Whilst the beneficial effects of these management processes on
the 'blue water' phenomena can readily be assessed through
chemical analysis of the 'first flush' water samples, this does not
necessarily indicate that corrosion processes are not continuing on
the tube surface in the form of pitting corrosion and/or build-up of
blue/green corrosion product on the surface, both of which were
known to occur at Evans Head.
To investigate these possibilities, a number of 19mm OD tube
samples, of different tempers and various experimental surface
treatments, were installed in 2 metre lengths in series at a site in
Evans Head that had previously experienced pitting corrosion.

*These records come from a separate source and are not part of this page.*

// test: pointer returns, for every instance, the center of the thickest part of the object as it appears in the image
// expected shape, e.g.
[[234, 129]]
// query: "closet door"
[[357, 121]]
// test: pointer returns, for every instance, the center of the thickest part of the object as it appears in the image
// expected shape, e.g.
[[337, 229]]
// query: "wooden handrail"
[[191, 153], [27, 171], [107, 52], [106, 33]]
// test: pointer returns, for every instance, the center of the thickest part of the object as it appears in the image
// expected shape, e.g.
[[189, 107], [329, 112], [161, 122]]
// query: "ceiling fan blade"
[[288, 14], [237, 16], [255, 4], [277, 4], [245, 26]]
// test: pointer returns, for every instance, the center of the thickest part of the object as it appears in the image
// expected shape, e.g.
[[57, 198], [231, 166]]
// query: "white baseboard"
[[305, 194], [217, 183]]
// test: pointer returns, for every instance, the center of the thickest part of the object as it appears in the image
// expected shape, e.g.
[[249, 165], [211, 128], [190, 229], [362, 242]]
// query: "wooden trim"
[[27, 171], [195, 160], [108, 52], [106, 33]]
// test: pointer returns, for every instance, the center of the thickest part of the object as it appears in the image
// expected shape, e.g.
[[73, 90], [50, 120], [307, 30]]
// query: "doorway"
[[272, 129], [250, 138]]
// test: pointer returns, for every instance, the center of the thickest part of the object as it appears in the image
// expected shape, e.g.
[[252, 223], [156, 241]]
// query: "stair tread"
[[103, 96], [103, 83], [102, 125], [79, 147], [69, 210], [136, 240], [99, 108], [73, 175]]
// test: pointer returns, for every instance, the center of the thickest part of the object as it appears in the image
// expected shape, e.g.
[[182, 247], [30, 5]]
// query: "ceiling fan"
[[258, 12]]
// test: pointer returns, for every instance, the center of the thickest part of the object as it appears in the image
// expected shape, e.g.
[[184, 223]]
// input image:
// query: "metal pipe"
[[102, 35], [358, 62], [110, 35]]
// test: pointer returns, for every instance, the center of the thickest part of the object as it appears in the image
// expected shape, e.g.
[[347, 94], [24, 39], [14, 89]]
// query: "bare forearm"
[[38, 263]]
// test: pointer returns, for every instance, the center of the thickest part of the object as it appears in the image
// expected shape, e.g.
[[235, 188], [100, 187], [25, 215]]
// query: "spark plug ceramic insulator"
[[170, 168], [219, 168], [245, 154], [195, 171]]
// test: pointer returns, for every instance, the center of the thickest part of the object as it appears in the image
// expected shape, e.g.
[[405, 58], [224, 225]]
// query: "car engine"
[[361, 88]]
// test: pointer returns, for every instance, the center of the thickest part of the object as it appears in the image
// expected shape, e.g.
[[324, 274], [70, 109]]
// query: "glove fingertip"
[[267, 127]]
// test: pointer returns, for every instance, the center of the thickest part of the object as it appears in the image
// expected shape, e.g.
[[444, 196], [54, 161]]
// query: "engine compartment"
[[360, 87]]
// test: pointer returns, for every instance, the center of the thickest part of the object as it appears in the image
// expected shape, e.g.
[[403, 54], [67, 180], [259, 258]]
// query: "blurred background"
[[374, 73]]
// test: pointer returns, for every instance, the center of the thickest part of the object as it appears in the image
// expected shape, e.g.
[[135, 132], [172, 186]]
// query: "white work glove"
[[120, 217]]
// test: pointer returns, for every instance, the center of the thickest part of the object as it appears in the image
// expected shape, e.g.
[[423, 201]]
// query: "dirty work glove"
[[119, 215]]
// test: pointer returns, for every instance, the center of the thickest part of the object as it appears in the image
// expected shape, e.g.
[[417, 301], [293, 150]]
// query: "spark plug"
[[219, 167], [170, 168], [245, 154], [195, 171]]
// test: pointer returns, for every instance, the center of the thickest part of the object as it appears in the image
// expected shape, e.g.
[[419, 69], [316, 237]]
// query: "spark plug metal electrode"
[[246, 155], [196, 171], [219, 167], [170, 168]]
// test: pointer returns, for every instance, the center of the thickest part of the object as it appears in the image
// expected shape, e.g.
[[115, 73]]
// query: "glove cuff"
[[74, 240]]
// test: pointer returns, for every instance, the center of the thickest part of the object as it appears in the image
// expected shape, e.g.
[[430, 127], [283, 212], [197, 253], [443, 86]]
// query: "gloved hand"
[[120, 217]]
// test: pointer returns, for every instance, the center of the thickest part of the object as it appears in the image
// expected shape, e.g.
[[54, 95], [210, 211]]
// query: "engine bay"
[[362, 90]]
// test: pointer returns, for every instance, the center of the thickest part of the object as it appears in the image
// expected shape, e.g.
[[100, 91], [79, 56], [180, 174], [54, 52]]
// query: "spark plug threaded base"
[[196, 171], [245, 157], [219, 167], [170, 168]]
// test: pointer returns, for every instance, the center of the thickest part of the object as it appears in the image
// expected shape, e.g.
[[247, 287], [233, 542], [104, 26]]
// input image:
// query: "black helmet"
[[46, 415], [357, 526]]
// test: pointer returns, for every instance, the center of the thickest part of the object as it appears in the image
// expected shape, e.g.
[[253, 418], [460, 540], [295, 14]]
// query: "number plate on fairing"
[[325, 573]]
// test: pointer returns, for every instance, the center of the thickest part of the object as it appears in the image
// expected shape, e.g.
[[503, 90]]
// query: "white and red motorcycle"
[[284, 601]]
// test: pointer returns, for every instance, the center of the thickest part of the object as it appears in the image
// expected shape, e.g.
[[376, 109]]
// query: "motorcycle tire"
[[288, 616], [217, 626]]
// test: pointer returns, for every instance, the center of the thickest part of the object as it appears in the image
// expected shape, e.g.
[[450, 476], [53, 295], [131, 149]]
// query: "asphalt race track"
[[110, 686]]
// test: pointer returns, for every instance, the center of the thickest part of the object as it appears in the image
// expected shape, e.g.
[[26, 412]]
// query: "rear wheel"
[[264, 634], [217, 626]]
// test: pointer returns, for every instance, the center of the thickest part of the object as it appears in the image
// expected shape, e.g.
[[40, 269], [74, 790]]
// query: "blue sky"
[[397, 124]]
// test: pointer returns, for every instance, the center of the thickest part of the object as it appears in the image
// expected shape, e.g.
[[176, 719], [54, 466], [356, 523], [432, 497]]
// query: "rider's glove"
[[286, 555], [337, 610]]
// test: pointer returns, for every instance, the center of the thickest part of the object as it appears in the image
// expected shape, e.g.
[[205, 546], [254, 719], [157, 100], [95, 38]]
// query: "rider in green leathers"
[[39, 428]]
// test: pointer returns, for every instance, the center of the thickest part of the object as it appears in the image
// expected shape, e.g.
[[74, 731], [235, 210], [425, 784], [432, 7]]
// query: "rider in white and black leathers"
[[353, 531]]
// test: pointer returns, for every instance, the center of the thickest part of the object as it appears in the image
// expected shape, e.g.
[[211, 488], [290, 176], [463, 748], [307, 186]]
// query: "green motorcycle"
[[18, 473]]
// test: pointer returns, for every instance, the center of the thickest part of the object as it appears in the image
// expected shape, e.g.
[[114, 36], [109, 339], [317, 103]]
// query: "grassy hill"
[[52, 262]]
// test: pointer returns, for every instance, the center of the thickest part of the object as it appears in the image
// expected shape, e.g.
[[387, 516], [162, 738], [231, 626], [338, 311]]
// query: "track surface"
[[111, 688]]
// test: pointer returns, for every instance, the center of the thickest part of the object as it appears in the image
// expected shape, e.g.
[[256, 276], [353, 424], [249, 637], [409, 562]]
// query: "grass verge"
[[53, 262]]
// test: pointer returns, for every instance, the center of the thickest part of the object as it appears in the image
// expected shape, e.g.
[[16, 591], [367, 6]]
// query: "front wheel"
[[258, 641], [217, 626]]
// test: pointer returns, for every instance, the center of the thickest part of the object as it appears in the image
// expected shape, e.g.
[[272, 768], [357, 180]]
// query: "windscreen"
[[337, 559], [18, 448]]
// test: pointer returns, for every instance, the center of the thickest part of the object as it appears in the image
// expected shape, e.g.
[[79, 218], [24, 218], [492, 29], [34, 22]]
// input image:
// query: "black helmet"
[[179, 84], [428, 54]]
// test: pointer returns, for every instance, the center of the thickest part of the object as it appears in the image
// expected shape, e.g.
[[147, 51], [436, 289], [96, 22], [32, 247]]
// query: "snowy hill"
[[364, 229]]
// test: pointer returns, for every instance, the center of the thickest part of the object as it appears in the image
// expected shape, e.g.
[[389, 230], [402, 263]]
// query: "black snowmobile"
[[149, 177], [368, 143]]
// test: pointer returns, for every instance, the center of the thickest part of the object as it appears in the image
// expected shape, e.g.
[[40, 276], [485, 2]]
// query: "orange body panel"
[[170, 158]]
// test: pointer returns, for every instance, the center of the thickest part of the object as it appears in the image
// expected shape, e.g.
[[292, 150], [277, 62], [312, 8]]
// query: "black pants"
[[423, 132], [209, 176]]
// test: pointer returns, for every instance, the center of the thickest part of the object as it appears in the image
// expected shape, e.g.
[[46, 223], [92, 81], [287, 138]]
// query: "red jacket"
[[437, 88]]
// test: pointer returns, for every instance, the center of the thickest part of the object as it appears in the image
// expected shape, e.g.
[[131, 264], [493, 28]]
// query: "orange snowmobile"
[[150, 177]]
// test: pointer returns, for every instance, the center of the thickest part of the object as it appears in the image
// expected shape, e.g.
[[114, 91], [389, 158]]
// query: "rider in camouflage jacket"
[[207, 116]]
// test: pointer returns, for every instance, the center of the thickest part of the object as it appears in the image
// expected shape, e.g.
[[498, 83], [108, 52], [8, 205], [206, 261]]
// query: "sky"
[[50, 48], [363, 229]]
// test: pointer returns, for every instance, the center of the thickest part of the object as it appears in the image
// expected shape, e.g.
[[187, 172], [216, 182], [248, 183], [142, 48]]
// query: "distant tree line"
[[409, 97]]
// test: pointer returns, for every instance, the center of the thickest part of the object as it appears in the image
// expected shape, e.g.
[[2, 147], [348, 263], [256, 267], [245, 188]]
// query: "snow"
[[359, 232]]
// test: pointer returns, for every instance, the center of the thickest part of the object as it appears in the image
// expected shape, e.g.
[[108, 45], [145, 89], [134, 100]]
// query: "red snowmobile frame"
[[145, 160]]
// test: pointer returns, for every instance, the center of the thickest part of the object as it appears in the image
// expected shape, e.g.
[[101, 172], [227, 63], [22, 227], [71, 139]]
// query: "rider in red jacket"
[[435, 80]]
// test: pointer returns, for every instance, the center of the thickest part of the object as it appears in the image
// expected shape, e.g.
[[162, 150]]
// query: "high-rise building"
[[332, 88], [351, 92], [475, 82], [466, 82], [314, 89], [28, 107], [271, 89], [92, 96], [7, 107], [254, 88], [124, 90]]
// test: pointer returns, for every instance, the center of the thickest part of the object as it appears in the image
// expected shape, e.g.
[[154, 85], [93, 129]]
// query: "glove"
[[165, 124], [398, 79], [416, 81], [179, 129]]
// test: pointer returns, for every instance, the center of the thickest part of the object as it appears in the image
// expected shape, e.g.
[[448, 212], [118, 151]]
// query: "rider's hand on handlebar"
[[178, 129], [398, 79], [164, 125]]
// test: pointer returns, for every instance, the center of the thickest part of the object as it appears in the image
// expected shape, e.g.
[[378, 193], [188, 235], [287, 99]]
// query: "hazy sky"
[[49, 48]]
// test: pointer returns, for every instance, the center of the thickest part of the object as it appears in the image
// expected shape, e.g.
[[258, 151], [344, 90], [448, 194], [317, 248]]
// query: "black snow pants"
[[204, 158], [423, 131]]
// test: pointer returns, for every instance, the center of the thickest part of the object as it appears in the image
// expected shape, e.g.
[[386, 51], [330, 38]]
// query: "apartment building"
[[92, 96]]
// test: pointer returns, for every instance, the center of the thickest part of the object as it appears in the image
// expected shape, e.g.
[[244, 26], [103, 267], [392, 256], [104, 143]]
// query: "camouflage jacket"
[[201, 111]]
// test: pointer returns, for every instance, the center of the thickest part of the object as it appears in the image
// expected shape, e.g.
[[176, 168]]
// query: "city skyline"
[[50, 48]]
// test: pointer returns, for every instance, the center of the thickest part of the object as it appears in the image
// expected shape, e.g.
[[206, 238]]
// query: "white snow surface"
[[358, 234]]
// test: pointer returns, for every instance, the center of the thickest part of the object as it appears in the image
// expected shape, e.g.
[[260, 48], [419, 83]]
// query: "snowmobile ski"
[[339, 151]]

The tubes were installed about a month before lime/carbon
dioxide dosing came on line (see Figure 3) and thus had exposure
to undoes water for this initial period. 300mm lengths of each
tube were removed after 1 month, 3 months and 6 months
exposure respectively for sectioning and subsequent examination.
Whilst this examination is so far incomplete, some general
observations can be reported:
• Some tube samples, in broad confirmation of the previous
CSIRO trials, (Taylor et al, 1998) are far more susceptible to
corrosion than others.
• Many of the susceptible tubes were showing clear signs of
surface corrosion after only one (1) month exposure in undoes
water.
• The onset of bicarbonate dosing was not successful in
preventing the growth of pits, or the formation of corrosion
product, on susceptible tubes after a further two months of
exposure.
• It is not clear-cut that tubes with higher levels of carbonaceous
films automatically suffer most from corrosion.
• When comparing the appearance of tube surfaces after three and
six months exposure, there are indications that the corrosion
rate has generally been slowed down by a significant
margin.This trial is now being extended to assess the longer
term performance of these tubes. The samples previously
removed are currently being subjected to a range of physical
and chemical surface analysis techniques in order to reach some
quantitative conclusions as to the basic reasons for the differing
performance.
Further, in order to assess the performance of these susceptible
tubes when exposed in their unused state to calcium bicarbonate
dosed and rechloraminated water, a second series of tubes have
recently been installed at the same site. This second round of
trials also have a parallel loop in which a duplicate set of new
tubes have been fitted which are connected to an activated carbon
filter to remove the disinfectant. In this way the effects of
secondary disinfection can be assessed.
CONCLUSIONS
• Corrosion of copper plumbing tubes can occur in an
unpredictable manner whenever soft waters predominate. It is
encouraged when the supplies are at the extremities of
distribution systems where relatively high pH and low residual
disinfection is found.
• The mechanisms of 'blue water' and pitting corrosion are not
well understood, although an MIC mechanism can be
tentatively argued, at least for 'blue water'.
• The tube surface has a secondary but important role to play in
the corrosion process, although the precise factors are also not
understood.
• Regardless of the mechanisms involved, 'blue water' at least can
be controlled by a corrosion management program that provides
buffering of the supply on either a localised or global basis
together with maintenance of an adequate disinfectant residual.